Millions of cicadas are attacking the east coast of the United States, and I am sad that I’m missing the action. I grew up in Maryland, one of the states where the cicadas are partying, but the last time they graced us with their presence, in 1987, I had just moved to Norway.
For those of you who do not live in the 12 states where cicadas are on tour right now, here’s what we are missing:
Cicadas are bugs that live odd but fascinating lives. Once they hatch from their Mama Cicada’s eggs, they crawl underground and stay there for 17 years. When I look back on my adolescence, I wish I had had the sense to do that myself.
Eventually the cicadas reach puberty. They dig their way back to the surface of Planet Earth, and, well… you know how 17-year-olds are. They have only one thing on their minds: kinky, nasty, hot and sweaty cicada copulation. So they start flirting with each other.
According to nationalgeographic.com, the boy cicadas hit on the girl cicadas by “flying to a sunny tree and, with thousands of their buddies, beating out a tune on their undersides.”

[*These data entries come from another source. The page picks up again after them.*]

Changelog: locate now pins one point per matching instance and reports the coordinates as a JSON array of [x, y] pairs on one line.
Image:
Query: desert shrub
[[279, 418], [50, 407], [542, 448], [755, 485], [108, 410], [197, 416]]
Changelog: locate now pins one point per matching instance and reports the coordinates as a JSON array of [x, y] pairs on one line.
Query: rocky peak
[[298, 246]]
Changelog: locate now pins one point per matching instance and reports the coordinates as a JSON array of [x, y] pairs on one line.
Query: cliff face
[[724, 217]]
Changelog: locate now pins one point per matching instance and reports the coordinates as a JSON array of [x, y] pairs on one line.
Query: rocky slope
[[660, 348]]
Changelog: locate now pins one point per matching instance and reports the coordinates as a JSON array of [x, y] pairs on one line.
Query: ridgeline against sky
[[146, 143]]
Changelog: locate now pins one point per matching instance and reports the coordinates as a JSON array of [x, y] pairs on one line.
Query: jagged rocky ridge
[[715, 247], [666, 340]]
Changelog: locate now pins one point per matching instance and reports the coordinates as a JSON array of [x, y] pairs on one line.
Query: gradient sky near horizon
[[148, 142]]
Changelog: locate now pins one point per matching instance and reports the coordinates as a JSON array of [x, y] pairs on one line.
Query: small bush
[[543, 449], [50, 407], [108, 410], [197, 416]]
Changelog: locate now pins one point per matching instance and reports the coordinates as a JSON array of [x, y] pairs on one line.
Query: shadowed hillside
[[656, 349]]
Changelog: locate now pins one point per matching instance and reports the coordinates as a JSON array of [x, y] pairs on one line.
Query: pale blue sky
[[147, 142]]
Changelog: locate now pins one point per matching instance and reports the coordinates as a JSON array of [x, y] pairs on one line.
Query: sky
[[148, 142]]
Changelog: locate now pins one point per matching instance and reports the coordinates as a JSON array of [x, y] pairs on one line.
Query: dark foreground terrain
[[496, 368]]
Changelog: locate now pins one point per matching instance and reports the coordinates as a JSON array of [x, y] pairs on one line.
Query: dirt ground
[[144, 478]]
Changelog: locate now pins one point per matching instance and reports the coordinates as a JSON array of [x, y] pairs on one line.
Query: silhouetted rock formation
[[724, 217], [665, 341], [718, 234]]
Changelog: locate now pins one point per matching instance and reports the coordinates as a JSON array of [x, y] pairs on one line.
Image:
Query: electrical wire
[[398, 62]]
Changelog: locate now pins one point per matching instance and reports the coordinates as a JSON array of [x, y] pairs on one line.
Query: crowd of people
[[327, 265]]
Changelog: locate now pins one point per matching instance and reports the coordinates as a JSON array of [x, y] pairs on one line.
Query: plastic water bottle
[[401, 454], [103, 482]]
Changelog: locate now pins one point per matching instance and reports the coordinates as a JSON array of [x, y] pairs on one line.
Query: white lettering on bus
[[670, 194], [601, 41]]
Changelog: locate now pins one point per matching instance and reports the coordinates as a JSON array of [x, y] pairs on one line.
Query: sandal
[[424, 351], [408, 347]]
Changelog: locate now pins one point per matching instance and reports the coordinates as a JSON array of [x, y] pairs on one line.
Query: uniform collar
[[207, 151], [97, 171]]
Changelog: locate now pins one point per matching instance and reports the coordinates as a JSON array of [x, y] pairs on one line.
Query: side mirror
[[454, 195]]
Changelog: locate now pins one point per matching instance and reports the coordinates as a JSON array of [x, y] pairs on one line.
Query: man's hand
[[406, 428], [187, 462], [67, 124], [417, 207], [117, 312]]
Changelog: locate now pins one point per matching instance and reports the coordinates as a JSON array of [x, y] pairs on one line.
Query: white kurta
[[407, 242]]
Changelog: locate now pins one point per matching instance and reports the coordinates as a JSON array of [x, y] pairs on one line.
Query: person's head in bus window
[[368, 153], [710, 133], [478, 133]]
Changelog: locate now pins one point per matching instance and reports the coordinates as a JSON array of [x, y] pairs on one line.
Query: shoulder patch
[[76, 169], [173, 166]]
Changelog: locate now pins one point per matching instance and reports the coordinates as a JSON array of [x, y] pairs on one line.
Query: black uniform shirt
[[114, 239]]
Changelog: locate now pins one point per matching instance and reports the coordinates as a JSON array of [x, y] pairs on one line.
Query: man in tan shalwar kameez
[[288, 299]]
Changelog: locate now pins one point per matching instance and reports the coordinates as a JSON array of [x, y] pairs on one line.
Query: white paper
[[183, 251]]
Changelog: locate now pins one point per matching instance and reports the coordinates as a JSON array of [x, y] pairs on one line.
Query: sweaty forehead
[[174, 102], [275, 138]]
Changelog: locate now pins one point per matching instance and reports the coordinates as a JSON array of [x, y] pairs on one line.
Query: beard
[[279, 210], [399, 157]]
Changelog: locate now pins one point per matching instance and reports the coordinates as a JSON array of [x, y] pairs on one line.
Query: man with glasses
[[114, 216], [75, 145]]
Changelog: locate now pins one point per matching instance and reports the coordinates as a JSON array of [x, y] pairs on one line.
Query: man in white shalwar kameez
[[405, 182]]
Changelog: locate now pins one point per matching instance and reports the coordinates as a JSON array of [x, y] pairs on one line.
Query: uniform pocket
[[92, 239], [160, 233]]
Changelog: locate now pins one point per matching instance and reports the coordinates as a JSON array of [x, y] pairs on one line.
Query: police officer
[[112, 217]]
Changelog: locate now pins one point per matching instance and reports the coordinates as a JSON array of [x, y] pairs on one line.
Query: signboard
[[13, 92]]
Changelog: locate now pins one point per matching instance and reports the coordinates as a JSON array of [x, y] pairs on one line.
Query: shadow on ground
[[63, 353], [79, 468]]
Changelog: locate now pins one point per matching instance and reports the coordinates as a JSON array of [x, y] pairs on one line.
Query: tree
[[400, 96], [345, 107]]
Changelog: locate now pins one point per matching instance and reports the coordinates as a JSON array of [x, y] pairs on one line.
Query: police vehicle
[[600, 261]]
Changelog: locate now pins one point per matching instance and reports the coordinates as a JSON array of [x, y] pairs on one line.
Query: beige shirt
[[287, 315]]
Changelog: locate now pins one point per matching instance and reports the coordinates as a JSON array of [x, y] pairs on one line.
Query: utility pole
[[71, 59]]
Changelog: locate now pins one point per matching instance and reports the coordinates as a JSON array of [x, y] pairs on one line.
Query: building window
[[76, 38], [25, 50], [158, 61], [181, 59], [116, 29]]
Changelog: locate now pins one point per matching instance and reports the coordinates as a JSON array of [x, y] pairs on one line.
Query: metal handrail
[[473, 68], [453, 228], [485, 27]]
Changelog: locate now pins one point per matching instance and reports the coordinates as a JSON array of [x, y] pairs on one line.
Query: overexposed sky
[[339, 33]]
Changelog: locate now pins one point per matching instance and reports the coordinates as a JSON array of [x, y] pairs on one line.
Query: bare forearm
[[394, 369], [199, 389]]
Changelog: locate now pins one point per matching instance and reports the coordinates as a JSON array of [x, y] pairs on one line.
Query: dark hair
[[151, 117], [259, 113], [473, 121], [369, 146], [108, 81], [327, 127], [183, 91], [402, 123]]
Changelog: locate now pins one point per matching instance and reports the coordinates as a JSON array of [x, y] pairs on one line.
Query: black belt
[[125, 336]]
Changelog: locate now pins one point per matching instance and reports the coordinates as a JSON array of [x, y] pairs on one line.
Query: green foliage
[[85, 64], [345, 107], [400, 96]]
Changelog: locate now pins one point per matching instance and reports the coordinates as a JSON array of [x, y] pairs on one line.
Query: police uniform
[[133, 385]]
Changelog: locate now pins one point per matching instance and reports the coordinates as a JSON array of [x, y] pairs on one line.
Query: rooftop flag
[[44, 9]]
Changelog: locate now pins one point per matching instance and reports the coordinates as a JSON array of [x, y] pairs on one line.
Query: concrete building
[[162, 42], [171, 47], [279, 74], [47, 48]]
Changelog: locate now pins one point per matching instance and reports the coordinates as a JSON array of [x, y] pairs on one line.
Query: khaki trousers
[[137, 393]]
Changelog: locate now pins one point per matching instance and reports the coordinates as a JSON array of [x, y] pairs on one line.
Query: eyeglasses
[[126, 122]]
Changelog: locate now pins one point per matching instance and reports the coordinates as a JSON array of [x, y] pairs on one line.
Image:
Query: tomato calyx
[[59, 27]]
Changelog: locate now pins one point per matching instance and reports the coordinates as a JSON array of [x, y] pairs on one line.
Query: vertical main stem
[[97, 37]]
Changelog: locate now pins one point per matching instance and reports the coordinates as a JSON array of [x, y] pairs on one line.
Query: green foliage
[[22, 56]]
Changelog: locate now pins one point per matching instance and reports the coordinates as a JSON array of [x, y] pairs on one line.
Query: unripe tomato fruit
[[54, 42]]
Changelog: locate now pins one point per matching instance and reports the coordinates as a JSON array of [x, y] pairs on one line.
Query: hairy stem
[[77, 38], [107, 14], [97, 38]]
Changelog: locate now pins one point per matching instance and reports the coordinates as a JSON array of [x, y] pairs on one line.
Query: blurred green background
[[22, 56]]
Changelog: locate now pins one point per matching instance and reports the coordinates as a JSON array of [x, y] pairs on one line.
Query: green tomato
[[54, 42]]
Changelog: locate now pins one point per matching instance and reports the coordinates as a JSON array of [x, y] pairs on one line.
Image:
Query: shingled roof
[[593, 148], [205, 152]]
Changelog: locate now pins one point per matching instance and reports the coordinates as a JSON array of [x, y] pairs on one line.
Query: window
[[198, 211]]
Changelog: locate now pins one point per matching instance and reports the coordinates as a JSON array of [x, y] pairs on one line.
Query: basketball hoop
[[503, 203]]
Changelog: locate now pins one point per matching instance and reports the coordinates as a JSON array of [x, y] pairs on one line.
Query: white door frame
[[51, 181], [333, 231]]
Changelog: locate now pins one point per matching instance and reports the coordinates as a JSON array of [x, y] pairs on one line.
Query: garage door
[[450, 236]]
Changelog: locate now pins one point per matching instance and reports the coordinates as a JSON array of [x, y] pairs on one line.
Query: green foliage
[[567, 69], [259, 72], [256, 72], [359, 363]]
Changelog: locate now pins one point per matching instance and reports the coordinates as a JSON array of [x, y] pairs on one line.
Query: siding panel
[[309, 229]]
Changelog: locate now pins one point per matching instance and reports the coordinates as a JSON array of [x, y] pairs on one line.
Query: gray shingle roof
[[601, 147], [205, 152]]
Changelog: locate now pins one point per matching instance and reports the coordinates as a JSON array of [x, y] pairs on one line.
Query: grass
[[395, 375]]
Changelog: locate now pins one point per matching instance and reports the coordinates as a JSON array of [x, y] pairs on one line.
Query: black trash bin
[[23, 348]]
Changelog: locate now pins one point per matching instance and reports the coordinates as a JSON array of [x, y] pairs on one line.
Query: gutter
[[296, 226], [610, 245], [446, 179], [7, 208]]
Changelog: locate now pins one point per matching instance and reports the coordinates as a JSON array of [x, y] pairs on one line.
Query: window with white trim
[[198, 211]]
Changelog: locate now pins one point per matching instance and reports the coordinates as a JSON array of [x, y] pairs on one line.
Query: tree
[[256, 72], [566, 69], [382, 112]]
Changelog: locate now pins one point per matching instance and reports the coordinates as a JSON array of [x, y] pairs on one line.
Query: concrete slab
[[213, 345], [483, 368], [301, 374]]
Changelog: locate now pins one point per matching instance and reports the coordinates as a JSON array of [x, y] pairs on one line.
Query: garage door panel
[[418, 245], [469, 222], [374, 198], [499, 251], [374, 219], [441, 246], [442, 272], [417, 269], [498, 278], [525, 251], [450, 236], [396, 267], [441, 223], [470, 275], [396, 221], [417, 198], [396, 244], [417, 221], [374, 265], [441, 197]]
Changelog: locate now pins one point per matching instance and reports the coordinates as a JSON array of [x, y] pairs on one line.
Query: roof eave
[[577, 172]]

Beating out a tune on their undersides. So that’s what they’re calling it these days.
If a girl cicada spots a boy cicada who she thinks is hot, she flicks her wings and bats her eyelashes. The amorous couple then goes to work, creating lots of baby cicadas. When they’re finished having sex, the boy cicada keels over and dies, and the girl cicada smokes a cigarette. Then, she lays about 600 eggs and also dies. A few weeks later, the eggs hatch, and the baby cicadas burrow underground to hide from the world until their first wet dream 17 years later.